It has been noted that G. edulis is the most common species whose thallus development is best compared with other species. Because of this dominant characteristic, it can be concluded that Myanmar coastal waters are naturally suited for this species.
Growing habit is commonly restricted at the well-protruded tissues and it grows luxuriantly on small holdfast which attaches to any kind of hard substrate. It is important to consider the problem of site and selection of artificial substrata for use in farming.
The results of our experiments showed that G. edulis can grow successfully and its potential for large scale production is high. The results also showed that two different methods are applicable, inland pond culture and coastal open sea culture.
The objective of this study was to evaluate and pinpoint the suitability of specific species of Gracilaria for culture in Myanmar. Based on the study results, Myanmar will concentrate on studies relating to the species Gracilaria edulis as a post workshop activity.

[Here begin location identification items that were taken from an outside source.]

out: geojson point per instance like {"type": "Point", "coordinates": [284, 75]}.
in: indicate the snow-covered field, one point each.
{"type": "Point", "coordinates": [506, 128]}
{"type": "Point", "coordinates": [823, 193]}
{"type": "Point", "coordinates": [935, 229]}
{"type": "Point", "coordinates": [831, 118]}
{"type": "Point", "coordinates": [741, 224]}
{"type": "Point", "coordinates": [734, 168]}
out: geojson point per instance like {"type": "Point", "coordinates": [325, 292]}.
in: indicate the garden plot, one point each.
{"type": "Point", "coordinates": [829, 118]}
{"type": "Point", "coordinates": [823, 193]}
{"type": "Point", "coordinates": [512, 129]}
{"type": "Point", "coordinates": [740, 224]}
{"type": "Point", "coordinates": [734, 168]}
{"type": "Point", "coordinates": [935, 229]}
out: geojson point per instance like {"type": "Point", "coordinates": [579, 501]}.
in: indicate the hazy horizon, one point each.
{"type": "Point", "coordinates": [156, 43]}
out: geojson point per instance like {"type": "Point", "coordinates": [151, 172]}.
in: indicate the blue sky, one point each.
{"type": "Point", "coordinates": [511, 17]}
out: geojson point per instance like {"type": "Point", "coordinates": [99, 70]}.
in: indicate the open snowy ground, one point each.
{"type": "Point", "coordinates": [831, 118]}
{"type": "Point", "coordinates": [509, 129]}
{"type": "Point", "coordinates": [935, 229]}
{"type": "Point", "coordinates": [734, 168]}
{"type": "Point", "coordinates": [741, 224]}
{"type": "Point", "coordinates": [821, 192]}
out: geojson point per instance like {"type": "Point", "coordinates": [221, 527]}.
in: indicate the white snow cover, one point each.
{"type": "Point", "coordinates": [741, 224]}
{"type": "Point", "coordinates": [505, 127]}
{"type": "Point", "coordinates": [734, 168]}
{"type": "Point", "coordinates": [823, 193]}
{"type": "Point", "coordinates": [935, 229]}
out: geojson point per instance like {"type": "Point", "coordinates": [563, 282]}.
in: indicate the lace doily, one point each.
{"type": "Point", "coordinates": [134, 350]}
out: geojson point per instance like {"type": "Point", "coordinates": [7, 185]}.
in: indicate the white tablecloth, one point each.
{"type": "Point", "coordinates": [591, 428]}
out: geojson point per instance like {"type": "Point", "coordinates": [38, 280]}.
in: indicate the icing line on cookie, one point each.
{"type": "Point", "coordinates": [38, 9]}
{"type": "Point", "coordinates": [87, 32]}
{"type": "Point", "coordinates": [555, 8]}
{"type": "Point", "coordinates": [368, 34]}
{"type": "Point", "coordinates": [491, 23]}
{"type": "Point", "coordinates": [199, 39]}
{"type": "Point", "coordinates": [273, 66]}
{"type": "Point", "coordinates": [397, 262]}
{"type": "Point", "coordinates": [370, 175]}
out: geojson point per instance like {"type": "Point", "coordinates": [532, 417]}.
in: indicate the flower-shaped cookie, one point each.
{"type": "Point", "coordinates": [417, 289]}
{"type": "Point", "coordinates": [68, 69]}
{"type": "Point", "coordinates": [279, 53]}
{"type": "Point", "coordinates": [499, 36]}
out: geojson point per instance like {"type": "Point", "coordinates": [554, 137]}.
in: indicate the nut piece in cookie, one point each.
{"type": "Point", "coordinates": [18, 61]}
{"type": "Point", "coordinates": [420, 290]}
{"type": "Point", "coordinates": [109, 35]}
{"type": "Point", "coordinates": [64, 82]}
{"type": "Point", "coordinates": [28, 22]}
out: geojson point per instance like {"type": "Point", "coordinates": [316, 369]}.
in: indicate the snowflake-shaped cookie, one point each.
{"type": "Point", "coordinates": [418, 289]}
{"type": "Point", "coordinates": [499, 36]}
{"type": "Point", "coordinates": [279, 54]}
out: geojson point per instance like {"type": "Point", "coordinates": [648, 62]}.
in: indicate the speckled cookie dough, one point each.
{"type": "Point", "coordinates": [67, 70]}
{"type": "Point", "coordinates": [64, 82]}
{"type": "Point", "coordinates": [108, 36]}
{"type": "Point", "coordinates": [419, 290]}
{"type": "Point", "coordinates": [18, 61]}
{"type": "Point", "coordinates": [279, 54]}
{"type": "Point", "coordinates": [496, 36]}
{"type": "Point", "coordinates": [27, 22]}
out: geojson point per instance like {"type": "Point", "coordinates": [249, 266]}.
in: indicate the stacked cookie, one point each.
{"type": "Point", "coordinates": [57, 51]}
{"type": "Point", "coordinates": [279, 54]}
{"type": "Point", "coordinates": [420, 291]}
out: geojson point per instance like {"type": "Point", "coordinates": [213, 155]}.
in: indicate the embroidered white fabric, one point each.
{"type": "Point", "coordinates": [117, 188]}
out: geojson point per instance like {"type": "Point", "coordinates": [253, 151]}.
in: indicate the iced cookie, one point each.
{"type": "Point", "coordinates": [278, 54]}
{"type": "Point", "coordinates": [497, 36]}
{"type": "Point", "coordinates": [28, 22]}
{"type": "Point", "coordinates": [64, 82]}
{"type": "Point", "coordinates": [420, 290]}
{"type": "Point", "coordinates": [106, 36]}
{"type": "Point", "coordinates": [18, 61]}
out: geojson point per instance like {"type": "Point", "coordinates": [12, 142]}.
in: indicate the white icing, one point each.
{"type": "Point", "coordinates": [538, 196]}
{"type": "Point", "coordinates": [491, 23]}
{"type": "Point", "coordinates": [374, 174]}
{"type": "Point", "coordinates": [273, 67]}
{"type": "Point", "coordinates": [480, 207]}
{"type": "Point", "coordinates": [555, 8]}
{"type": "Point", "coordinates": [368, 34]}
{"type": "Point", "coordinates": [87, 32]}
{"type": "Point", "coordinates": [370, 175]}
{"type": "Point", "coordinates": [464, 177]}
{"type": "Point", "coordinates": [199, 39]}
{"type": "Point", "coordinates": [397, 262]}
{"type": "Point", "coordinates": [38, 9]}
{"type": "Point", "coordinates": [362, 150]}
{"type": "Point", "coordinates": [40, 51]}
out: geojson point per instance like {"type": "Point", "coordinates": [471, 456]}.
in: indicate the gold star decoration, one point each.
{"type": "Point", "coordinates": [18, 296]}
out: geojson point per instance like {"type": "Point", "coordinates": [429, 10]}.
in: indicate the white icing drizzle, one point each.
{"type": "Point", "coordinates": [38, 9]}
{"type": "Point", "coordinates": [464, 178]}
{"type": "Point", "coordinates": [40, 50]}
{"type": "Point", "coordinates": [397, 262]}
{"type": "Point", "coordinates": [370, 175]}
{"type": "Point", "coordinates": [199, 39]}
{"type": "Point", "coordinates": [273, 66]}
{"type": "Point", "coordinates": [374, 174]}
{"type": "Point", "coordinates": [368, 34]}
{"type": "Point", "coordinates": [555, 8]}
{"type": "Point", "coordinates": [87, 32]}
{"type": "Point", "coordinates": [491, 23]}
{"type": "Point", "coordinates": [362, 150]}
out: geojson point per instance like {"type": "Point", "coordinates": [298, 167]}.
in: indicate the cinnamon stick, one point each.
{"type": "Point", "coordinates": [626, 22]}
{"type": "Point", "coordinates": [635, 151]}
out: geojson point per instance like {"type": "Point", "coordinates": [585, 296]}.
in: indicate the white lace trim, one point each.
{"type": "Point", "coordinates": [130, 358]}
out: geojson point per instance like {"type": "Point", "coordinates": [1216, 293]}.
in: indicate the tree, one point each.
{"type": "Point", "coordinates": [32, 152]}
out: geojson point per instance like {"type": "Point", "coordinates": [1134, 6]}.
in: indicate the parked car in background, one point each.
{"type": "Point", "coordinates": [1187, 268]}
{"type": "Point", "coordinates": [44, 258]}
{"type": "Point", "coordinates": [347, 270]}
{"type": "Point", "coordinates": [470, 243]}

The phycocolloid industry in Myanmar has been practised since 1974. Successful laboratory extraction in 1970 led to the implementation of commercial scale phycocolloid industries. This extraction technology was first exploited by the Government and later many private cottage industries began commercial operation. It partially fulfils the country's need for phycocolloid products.
Much experience has been gained by our previous research and farming experiments on G. edulis therefore problems and difficulties which will inevitably occur in culture may be anticipated and avoided. The following are a few points which should be considered when further production and expansion of seaweed culture are planned:
There should be more co-operation and collaboration between people concerned with seaweed cultivation and agar production to develop a processing industry;
Raw material procurement and processing of the seaweeds must be synchronised properly to gain maximum profit and reduce the cost of production. A continuous flow of well-grown harvested material to the processing plant site should be guaranteed and planned accordingly;
Priority should be given to research work for commercial production;
Budget allocation or investment should be sufficient to meet the goals of the project;
For open sea culture, a well-planned and functioning hatchery and nursery pond for spore collection and seed stock should be established;
For pond culture, our experience indicates that polyculture or mixed culture should be practised. Mixed culture with seaweed and prawn (Penaeus monodon) or brine shrimp (Artemia spp.), in coastal ponds have been getting a lot of attention in Myanmar recently;
Agar processing from seasonally harvested farmed seaweeds should be carried out to determine which species gives an agar product of good quality with high yield;
To correlate the most productive season and agar quality in order to obtain optimum conditions from an economic standpoint, seasonal crops should be systematically harvested and processed under constant parameters.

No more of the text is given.